Mammographie zur Vorsorge nicht gleich nach Covid-19-Impfung

Mit Mammographie zur Vorsorge von Brustkrebs abwarten nach Impfung gegen Covid-19

Und zwar haben Ärzte eine Nebenwirkung infolge der Impfung bei Frauen festgestellt, die bei der Mammographie zur Vorsorge für ungenaue Ergebnisse sorgen könnte. Es handelt sich um eine Lymphknotenschwellung, die keinesfalls besorgniserregend sein muss. Es sei sogar ein Zeichen dafür, dass das Immunsystem gut auf den Impfstoff reagiert, erklärt Dr. Abisola Olulade, eine staatlich geprüfte Hausärztin der Sharp Rees-Stealy Medical Group in San Diego, Kalifornien.

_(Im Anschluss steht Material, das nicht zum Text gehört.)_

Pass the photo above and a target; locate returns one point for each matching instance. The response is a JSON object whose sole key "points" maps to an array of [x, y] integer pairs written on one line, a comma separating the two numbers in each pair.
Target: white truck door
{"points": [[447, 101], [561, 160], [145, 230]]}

Die Nebenwirkungen „verschwinden normalerweise nach ein paar Tagen. Brustkrebs kann jedoch auch unter der Achselhöhle geschwollene Lymphknoten verursachen. Das Mammogramm kann möglicherweise nicht zwischen einer Lymphknotenschwellung aus dem Impfstoff und Krebs unterscheiden. Aus diesem Grund haben einige vorgeschlagen, 4 bis 6 Wochen nach Ihrer endgültigen Impfstoffdosis abzuwarten, bevor Sie eine Mammographie erhalten. Ich würde jedoch empfehlen, dass Sie dies mit Ihrem Arzt besprechen, um eine Anleitung zu erhalten, bevor Sie Ihre Mammographie absagen oder verschieben.“

Ab wann sollte man sich vorsorglich auf Brustkrebs untersuchen lassen?

Mammographie zur Vorsorge erst Wochen nach der Corona-Impfung

Die Nebenwirkungen des COVID-19-Impfstoffs sind jedoch nur einer von vielen Gründen, warum eine Frau mit der Mammographie zur Vorsorge warten könnte. Für den Anfang sind Sie möglicherweise noch zu jung. Die American Cancer Society empfiehlt Frauen mit einem durchschnittlichen Risiko (z.B. aufgrund der Familiengeschichte), im Alter zwischen 40 bis 44 Jahren mit der Vorsorgeuntersuchung zu beginnen. Mit 45 sollten Frauen jedes Jahr eine Mammographie durchführen lassen und ab 55 nach Belieben alle zwei Jahre oder weiterhin jedes Jahr. In jedem Fall ist die Untersuchung vor dem 40. Lebensjahr nicht zu empfehlen. „In dieser Altersgruppe haben Patienten eine erhöhte Brustdichte und die Mammographie ist nicht so gut geeignet, um Brustkrebs zu finden. Unter diesen Umständen besteht möglicherweise auch das Risiko falsch positiver Befunde“, sagt Dr. Olulade.